In these notes I want to talk about the positive experiences that have happened to me in the last few years when someone has believed in me even in the most difficult times.
When you are over 40 and you have a career made up of routine work you naturally tend to consider the stability of work and the financial security that it entails, without thinking that this could stop at any moment. You think that by now the risk phase has passed and you can maintain such a stability for a long time, probably up to retirement age.
It is common in human nature to forget that everything is temporary, from health to financial resources, to the success achieved. Everything can really collapse quickly, just as an earthquake destroys within a few seconds everything that has been built sometimes in hundreds of years.
But what has to remain also in the hardest times are the values with which one has lived and the personal relationships that have been built over time. If everything collapses around us, we remain here, with our unique values and with what we have “sown” over time, and that sooner or later will be returned to us in the form of appreciation and support and sometimes, even unthinkably, new ways will open up because of that.
I am not referring only to the principle of reciprocity for which we tend to give back to someone what we have received, but in general to the fact that systematically practicing the habit of helping creates the conditions for which we will be returned sooner or later what we gave.
In general, everyone would do better to have a Plan B that contemplates the actions to be taken if things were to stop abruptly. It is not just a matter of stipulating a life insurance policy but of already contemplating the possibility that one finds oneself suddenly on the ground, mentally preparing oneself.

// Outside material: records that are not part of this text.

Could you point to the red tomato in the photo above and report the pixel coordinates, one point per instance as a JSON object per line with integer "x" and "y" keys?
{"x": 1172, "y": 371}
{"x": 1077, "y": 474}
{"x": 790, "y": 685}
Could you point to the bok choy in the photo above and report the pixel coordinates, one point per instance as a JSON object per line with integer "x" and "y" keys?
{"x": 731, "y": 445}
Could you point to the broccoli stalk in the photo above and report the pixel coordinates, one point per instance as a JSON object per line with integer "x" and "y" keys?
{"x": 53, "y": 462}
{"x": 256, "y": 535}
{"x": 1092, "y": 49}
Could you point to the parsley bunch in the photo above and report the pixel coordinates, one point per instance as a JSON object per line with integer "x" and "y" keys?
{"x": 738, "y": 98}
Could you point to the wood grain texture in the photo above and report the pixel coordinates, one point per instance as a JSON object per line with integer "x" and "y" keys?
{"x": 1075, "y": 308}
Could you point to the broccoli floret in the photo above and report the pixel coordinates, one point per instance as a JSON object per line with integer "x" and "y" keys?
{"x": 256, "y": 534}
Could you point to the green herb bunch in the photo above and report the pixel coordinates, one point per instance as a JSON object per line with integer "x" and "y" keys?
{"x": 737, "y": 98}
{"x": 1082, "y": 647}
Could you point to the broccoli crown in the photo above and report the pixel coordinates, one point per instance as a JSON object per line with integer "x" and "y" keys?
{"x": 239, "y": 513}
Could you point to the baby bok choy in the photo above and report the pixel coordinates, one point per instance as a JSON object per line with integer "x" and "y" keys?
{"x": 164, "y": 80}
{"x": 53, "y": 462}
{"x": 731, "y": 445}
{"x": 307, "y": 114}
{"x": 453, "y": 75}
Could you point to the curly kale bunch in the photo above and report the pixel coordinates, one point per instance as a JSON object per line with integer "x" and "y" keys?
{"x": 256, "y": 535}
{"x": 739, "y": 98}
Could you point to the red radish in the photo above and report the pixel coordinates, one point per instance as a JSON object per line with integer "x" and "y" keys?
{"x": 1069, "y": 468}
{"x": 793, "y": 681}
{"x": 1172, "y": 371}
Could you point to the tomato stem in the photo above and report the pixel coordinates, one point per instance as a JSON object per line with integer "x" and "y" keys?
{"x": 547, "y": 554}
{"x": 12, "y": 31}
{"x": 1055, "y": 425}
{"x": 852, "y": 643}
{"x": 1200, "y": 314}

Needless to say, I speak from experience of what happened in the last years when I unexpectedly received a concrete support from those who believed in me in the most difficult moments. I do not say that I had previously practiced widely this theory of free help but I must say that, if my career has been able to continue and start even more satisfactory, all this is due to extraordinary people who believed in the “Paolo-person” even before “Paolo-professional” and from whom I have certainly received much more than what I’ve been able to return so far.
And since then I have a sense of debt that leads me to try to support people who are in difficulty, both in the working envirnomnet and not.
The image I have is like that of the castaway to whom a helping hand is stretched to be pulled aboard the lifeboat during the storm. It is this hand that I believe everyone should continue to lean out of the lifeboat of their lives to collect the “castaways” that we meet every day. Not only professional castaways, but also those shipwrecked in their soul.
We can really have a positive influence on people’s lives without even doing anything extraordinary, just by giving them listening, trust and hope in their moments of troubles. And it’s nothing extraordinary, but it becomes so because in the world it is very rare to find all of this.
And I am sure that life can have an even truer sense as many times as we put our lifeboat at sea to meet our shipwrecked. The mere fact of doing it will change ourselves first.
Ah, do not forget to bring the oars if the boat’s engine breaks!